"There is where the fun comes in; you must study up possible dishes made out of odds and ends. I am not going to try and make a full list for you, but just to begin on, I will give you a few things you can have:
"Macaroni and cheese; cheese fondu; rarebit; milk toast; milk toast with grated cheese on it; French fried toast; vegetable croquettes; fish croquettes; creamed fish; baked potatoes cut in halves and the centres scooped out, mixed with creamed codfish and browned; sweet potatoes treated in the same way, omitting the fish; Spanish toast,—that is, thick tomato, green peppers, and onion, on toast; corn fritters; clam fritters; fruit fritters; creamed peas; croustades of bread filled with any sort of creamed meat, fish, or egg; green peppers filled with similar things; baked beans; fried eggplant; stuffed eggplant; all sorts of salads with mayonnaise; creamed celery, baked; cabbage and cheese baked; rice and tomatoes; rice croquettes; potato croquettes; eggs in every shape when they are cheap; all kinds of griddle-cakes and muffins. As a second course, if you want one: jam and thin crackers; or cookies, or gingerbread, or a bit of cake; left over preserves, or anything sweet that you have at hand; and of course tea or cocoa. You see how easy luncheons are, even if you can't have meat. Really the greatest help in learning to keep house is to understand how to have good luncheons at a small expense; when you know that, you know how to do both breakfast and dinner better."
"Of course if I am all alone I can have a good luncheon with but little to eat, but you know what a way people in town have of dropping in at that time. Suppose you, for instance, should come in some fine day; I am sure there would not be enough for two people."

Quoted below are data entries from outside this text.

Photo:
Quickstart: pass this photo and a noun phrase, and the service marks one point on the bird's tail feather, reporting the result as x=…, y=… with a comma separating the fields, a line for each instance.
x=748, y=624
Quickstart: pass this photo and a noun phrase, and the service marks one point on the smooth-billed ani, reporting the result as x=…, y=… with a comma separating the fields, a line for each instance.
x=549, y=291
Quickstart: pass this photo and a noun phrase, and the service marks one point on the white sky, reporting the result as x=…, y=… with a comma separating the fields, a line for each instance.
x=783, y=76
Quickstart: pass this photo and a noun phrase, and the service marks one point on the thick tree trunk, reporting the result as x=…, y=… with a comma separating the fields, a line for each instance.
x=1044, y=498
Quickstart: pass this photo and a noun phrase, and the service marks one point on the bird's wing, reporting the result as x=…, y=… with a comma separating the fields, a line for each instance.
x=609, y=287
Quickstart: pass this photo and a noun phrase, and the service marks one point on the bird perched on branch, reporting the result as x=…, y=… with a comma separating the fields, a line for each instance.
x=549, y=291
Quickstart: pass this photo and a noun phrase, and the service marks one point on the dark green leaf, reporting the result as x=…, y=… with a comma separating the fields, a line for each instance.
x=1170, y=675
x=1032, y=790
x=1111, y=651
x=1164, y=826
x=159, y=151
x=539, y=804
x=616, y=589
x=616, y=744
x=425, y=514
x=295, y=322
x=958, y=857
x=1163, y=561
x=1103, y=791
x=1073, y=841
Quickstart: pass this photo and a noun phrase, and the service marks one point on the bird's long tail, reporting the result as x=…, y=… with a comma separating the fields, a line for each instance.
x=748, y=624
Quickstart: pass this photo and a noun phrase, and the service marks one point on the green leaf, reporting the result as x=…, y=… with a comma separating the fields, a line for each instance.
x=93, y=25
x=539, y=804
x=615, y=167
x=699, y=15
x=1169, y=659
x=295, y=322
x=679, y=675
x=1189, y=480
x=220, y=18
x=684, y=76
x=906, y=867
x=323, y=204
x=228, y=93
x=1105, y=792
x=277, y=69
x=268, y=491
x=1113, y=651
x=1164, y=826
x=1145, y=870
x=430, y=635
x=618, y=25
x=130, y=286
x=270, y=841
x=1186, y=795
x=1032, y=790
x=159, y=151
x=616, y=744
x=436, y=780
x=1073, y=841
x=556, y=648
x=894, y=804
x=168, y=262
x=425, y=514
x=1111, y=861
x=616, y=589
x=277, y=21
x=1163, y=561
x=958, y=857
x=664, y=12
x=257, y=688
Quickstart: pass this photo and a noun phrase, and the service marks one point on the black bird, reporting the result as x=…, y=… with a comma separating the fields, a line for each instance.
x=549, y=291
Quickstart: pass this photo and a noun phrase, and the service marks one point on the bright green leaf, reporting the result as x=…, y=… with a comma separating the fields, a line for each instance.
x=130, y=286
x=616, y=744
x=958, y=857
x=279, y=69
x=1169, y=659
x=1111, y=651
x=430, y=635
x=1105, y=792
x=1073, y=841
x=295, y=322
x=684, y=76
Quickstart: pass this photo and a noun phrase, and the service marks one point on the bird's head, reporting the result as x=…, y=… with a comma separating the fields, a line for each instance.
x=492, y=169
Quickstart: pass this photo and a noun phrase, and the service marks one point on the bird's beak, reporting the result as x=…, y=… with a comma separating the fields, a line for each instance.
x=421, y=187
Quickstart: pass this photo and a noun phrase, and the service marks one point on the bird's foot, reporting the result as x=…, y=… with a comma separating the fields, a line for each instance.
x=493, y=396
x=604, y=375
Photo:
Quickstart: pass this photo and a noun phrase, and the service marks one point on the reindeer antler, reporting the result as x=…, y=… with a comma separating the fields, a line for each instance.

"That is one of the places where I hope, my dear, your grandmother's 'faculty' will assert itself. Suppose I do come in, or even a more formidable person than I. If you were planning to have a cup of soup left over from the night before for a first course, thin it with a very little boiling water and a seasoning of kitchen bouquet if it is a stock soup, and add a little milk if it is a cream soup, and serve it in two half-filled cups instead of one full one. There will be enough that way without too much liquidating. If you were to have had a hot dish first, say a little baked corn, put in a beaten egg and a trifle of milk, and it will grow larger at once; or, if you planned to have one plate of string-bean salad, add a hard-boiled egg quartered to the quantity, and there will be enough for two. If you were to have had some little hot thing which you cannot add to, fry some potatoes to go with it, and add 'sippets of toast.' If there is nothing whatever to eat, make an omelette, or open one of the tins of tomatoes you keep for such an occasion and have Spanish toast, and then tea and crackers and cheese and jam; you see it is simple enough."
Dolly groaned. "Yes, simple enough for you, my experienced sister, but most frightfully difficult for me."
"Just in anticipation, Dolly. Really it is great fun to manage, and you will enter into the spirit of the thing when once you get to work. Now we will take Suppers next in order."
"I thought you did not believe in suppers."
"I do not, but I must take into consideration that you may have to live where it is customary to have them instead of dinners at night, and you must possibly conform; or, Fred's work may send him home at noon and again late in the evening; in that case you must also have them. Anyway, the subject is part of your education and you cannot be allowed to skip it.